A conjugação destas ações desencadeia uma interferência direta da obra no espaço expositivo. Não só devido ao, já supramencionado, odor que se espalha pela galeria, e que se revela numa outra forma de preencher o espaço, mas também face à matéria que vai caindo no chão e que se materializa em poças de resíduos ou em formas circulares resultado do mecanismo rotativo.

Há uma leveza aparente nesta dança tautológica dos tapetes microbianos que nos mesmeriza e dilui essa falta de pertença perante uma matéria orgânica viva disforme, no confronto com a nossa ‘escultura’ antropomórfica. Um apelo à descentralização do nosso antropocentrismo é ativado, comprometendo-nos com uma construção epistemológica direcionada para princípios pós-humanistas assentes na perspetiva do mundo a partir das relações multi e interespécies. Mesmo aquelas que o nosso aparelho ótico não permite alcançar.
Retorno, por isso, à potencialidade ‘escultórica’ do cheiro que, no caso de “Mute Track”, determina um elo entre a obra, o espetador e o espaço. A sua condição de invisibilidade e existência que flui e se dispersa, não nos permite contorná-lo. Pelo que se apropria e adensa em outros corpos, animados ou inanimados.
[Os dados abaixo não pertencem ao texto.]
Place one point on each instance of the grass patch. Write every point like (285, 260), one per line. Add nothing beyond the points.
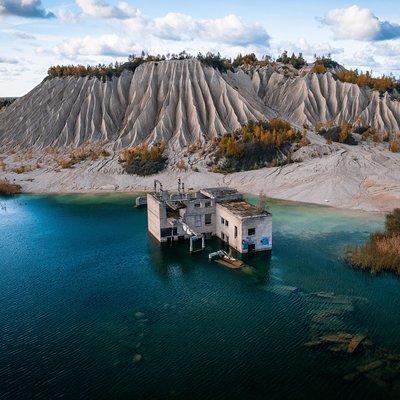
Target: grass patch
(92, 151)
(255, 145)
(144, 160)
(7, 188)
(381, 253)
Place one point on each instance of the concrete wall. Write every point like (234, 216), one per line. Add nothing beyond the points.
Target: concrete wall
(221, 228)
(262, 239)
(192, 214)
(263, 232)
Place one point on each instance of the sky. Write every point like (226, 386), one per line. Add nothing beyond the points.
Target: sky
(35, 34)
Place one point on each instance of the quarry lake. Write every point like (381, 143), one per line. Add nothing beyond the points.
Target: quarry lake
(84, 291)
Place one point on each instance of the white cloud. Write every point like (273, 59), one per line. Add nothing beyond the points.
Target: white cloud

E, assim, se revela figurativo e abstrato, impondo e reivindicando essa inegabilidade da condição existencial.

 

De facto, os homens podiam fechar os olhos ante a grandiosidade, ante o louvor, ante a beleza e fechar os ouvidos a melodias ou palavras lisonjeiras. Não podiam, no entanto, furtar-se ao odor, dado que o odor era irmão da respiração. Penetrava nos homens em simultâneo com ela; não podiam erguer-lhe obstáculos, caso lhes interessasse viver. E o odor penetrava diretamente neles até ao coração e ali tomava decisões sobre a simpatia e o desprezo, a repugnância e o desejo, o amor e o ódio. Quem controlava os odores, controlava o coração dos homens.
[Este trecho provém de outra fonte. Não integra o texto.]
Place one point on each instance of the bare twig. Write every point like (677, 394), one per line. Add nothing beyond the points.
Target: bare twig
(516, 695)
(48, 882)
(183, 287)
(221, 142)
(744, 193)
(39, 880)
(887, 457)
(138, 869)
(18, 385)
Patrick Süskind, O Perfume (1985)

 

 


Sandra Silva
Licenciada em História da Arte pela Faculdade de Letras da Universidade do Porto e mestre em Estudos Artísticos - variante Estudos Museológicos e Curatoriais, pela Faculdade de Belas-Artes da Universidade do Porto, com uma dissertação sobre a interligação entre arte e ciência. Dedica-se à investigação independente, com particular interesse pelos diversos temas da arte e curadoria contemporânea.

 

 


:::

 

Notas

[1] Bebida fermentada comumente feita à base de chá preto ou verde, e açúcar, que contém uma cultura de leveduras e bactérias.
[2] Sismógrafo (2025). Mute Track [Folha de sala].
[3] Celant, G. (2003[1969]). Art Povera. C. Harrison & P. Wood (Eds.) Art in theory: 1900-2000: An anthology of changing ideas. (pp. 897-900). Blackwell Publishing.
[4] A Microperformatividade é um conceito amplo definido pelo curador Jens Hauser e pela artista Lucie Strecker e cujo escopo pode integrar a matéria biológica microscópica, não microscópica (larvas, sementes...), aparatos técnico-científicos, entre outros elementos.
[5] Merleau-Ponty, M. (1971[1964]) O visível e o invisível (J.A. Gianotti & A. M. d’Oliveira, Trad.). São Paulo: Perspectiva.
[6] A “média biológica” está relacionada com a regulação do meio que envolve um corpo ou possibilita as suas funções. E a par da “biomedia” e das “médias da biologia”, integram o conceito de biomedialidade definido por Jens Hauser.